Both injection molding and CNC machining are quite the buzzwords in the manufacturing industry. But what you might be wondering about is which process best serves your needs. In this comprehensive guide, we break down some of the main differences between injection molding and CNC machining.
Before we deep-dive into the main differences between the two, let’s recap what each process is.
This is a manufacturing process that obtains the desired product by shaving off layers from a block of material. Here, you take a block of material of your choice and start removing layers from it with great precision. Since it is computer-controlled, you can expect very good results, although it does produce a lot of offcuts.
This process produces the required part by melting the stock material and forcing it into the mold at high pressure. The product is then taken out of the mold after it has cooled and solidified, and the process is repeated again with the same mold.
With that out of the way, let’s take a look at other characteristics that make these processes so different.
The Differences Between CNC Machining vs. Injection Molding
The final design of the end-products plays a huge role when you’re choosing between injection molding and CNC machining. For example, if you are consistent with your design requirements and want a great number of identical parts, injection molding might just be the most cost-effective option for you.
In contrast, if your parts are designed differently, each with its own unique customization, it doesn’t make a lot of sense to create expensive molds that will only be used a handful of times. That’s when you go ahead with CNC machining, where you can design each part differently with no extra cost.
When we say cost, we mean both per unit and overall price. Think of it like this. The cost of making a part with CNC machining doesn’t vary as you raise the number of parts. This is because manufacturing each product takes its own time and cost. So, for a few parts (less than 100, say), CNC machining is the most cost-effective option.
But as soon as you have a mold ready for injection molding, as you start raising the quantity, the cost per unit goes down significantly. Hence, if you are aiming for a higher volume, it’s best to stick with injection molding over CNC machining.
Note a point of caution here: the upfront cost of creating the mold is quite high. But again, adjusting for a high volume of manufactured end-products, your whole venture should be profitable. On the other hand, injection molding is not nearly as cost-effective as CNC machining when producing a limited number of parts.
Volume and Speed
The number of parts matters a great deal when you try to estimate the efficiency and speed of production. Although fast in production, injection molding can be painfully slow during the mold-making process – taking weeks or sometimes even months.
So, if your part’s volume is small, CNC machining is a faster process. If you need 10 parts in, say, 3 weeks, it is your best choice.
But if you have the mold ready and the parts are in tolerance, or you are sure they will be ready in a short amount of time, that’s when you go with injection molding. In other words, that’s what you do when you want, for example, 40,000 parts in 3 months.
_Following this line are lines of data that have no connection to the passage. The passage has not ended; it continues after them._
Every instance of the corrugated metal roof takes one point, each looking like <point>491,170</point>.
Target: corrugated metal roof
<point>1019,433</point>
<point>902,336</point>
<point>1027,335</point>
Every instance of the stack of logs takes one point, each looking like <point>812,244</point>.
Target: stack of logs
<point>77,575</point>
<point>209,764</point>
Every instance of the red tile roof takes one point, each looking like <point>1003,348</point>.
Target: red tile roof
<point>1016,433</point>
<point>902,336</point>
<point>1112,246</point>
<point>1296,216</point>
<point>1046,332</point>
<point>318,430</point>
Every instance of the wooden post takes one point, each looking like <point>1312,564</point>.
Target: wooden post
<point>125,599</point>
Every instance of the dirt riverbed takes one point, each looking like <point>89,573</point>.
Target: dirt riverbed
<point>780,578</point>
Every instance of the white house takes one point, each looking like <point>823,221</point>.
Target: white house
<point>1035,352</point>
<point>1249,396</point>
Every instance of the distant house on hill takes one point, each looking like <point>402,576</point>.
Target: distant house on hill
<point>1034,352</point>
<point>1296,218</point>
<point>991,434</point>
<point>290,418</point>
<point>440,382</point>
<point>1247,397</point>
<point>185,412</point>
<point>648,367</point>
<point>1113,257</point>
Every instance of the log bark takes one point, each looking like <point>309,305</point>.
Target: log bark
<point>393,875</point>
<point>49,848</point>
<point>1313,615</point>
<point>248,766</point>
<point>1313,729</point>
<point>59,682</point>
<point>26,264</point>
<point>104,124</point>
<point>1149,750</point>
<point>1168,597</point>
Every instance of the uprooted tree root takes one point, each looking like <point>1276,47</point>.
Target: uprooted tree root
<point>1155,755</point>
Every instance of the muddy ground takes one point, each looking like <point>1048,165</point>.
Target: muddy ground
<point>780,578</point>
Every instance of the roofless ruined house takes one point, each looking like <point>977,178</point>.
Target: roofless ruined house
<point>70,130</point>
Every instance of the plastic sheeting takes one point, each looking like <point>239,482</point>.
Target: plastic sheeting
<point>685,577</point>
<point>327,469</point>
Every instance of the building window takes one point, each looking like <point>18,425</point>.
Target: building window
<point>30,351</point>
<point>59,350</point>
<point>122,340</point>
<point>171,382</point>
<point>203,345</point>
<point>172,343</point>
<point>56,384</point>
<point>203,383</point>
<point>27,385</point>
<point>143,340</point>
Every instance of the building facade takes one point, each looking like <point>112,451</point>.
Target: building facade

In most cases, the product development teams often use CNC machining to build the first prototype and transition to injection molding if there is high demand. So, whatever your needs are, it is vital that you consult with the experts first.
With many advantages to offer, injection molding does fall short in terms of materials it can work with. The very procedure of injection molding requires it to melt original material into a liquid form before proceeding, and there are not many such suitable materials out there, practically speaking.
On the other hand, since CNC machining works by shaving blocks of monolithic materials, it works on most hard matters. So, go ahead with CNC machining for hard materials like certain plastics, wood, metals, etc. Injection molding shall work best only for soft materials or the ones with practically achievable melting points.
Machine shops often encounter a wide variety of requests for parts and must understand the various manufacturing processes and their capabilities. Hence, it is generally assumed that they have experience with different materials and will make the best product in a manner that’s efficient and cost-effective.
To summarize, several aspects go into differentiating injection molding and CNC machining processes. So, when you are choosing between the two, it’s best that you double-check your design requirements, the budget, the volume of the product, how quickly you want it done, and the material you will be using.